What scientists do not typically believe is that model-making alone can answer far off data-free questions. Well, that’s not quite true. It appears that some scientists do believe that it is all about tuning the model. For example, Marcus Hutter believes that by choosing the right formalism he can reason himself forward to defining the properties of a General Artificial Intelligence. And Luke Muehlhauser believes that by listing a few examples of limitations in human heuristics and noting that computers are good search engines that he can convince us that we "find ourselves at a crucial moment in Earth’s history. [...] Soon we will tumble down one side of the mountain or another to a stable resting place". I would prefer to follow the earlier chapters of Muehlhauser in using the power of rationality to avoid such ungrounded statements.
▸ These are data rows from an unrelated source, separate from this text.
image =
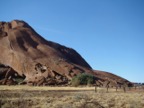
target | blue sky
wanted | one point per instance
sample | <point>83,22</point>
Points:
<point>109,34</point>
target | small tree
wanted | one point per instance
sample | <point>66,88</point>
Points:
<point>83,79</point>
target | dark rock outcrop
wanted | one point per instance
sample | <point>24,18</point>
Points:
<point>35,60</point>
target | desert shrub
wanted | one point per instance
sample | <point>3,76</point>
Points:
<point>82,79</point>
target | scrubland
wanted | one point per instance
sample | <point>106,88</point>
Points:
<point>68,97</point>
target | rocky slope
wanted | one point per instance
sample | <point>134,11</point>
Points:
<point>26,56</point>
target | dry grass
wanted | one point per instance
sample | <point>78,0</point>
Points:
<point>68,97</point>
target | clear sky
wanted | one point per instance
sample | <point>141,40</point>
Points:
<point>109,34</point>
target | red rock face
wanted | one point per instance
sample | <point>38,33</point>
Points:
<point>41,62</point>
<point>29,54</point>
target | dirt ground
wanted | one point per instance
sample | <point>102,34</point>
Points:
<point>69,97</point>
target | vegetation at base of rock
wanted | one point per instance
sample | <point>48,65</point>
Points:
<point>83,79</point>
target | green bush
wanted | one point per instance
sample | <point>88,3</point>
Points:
<point>82,79</point>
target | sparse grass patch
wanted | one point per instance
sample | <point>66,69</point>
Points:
<point>67,97</point>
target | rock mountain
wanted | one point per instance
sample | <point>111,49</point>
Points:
<point>27,56</point>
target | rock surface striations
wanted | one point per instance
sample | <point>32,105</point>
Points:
<point>27,56</point>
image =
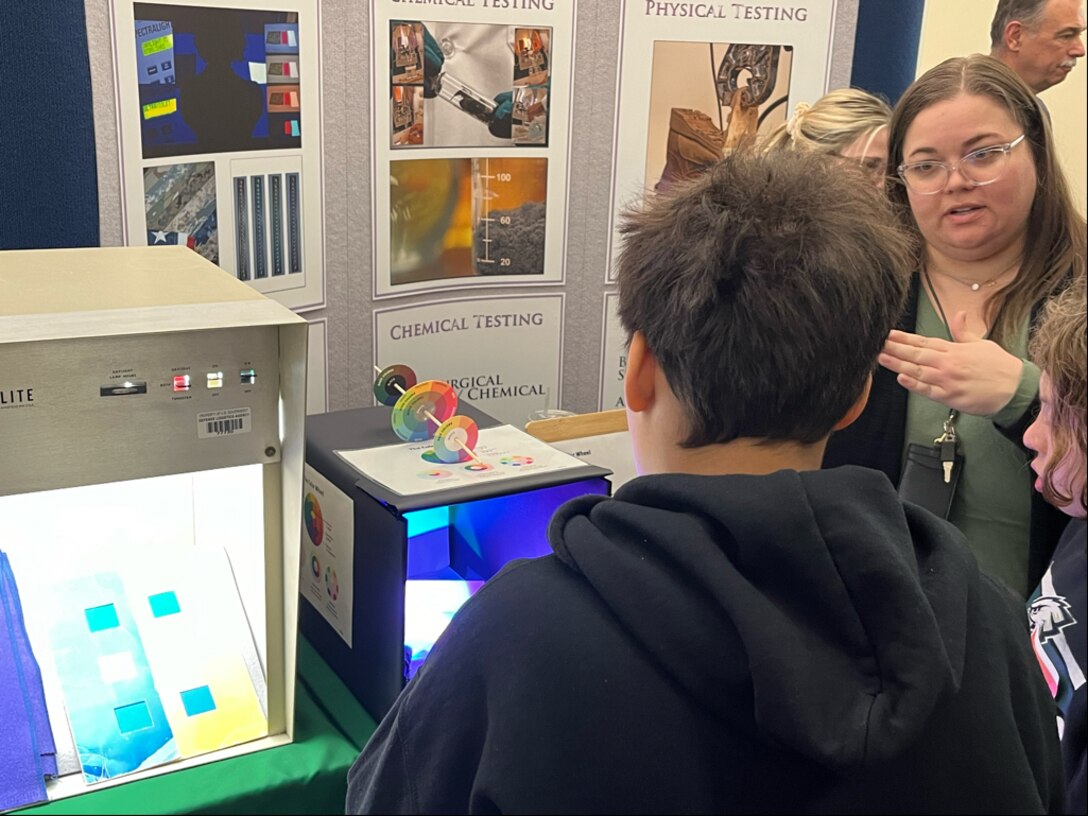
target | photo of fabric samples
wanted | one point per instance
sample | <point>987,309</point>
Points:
<point>27,754</point>
<point>217,79</point>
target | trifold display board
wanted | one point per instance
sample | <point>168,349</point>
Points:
<point>151,415</point>
<point>396,541</point>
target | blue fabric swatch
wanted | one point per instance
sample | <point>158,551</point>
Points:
<point>27,753</point>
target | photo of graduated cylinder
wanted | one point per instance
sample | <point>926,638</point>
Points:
<point>509,200</point>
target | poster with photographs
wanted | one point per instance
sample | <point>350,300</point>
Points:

Is there anything wrong with discussing models with low probability given the data? No. Not when it is done for fun. Like all other forms of nonsense, from watching the Matrix, going to a Tarot card reader or contemplating what might happen when I die, it has its place and is certainly valuable to us as individuals. But this place and value is not related to serious scientific discourse, and the two should not be mixed up.

4 kommentarer:

  1. Toto, I've a feeling we're not in Mesopotamia anymore.

    SvaraRadera
  2. An Intelligence Explosion is a programmer's nightmare. It's a Pyrrhic victory and a doomsday scenario. It's something to be avoided. The atheist would also oppose the creation of a superhuman entity. It sounds like a recruitment attempt to get people to oppose elitism and authority.

    SvaraRadera
    Svar
    1. I agree with you that an intelligence explosion is a terribly terribly dangerous thing (although note that it might conceivably cut either way). In my opinion, we need to try to understand this danger, and this is part of the reason why I sometimes stand up against those (like David Sumpter) who try to rule out intelligence explosion from being a legitimate topic of serious scientific discussion.

      Radera
  3. We are at greater risk from those who would "deem" or "divine" the truth. It's what we should be on guard against. It is easy to be led astray sometimes. The fundamental premise of logic is that truth does not lead to falsehood. One needs to know the truth in advance for it to work properly. I doubt that machine logic would be any more immune from this shortcoming than we are. We are more likely to end up with a pretender than a god.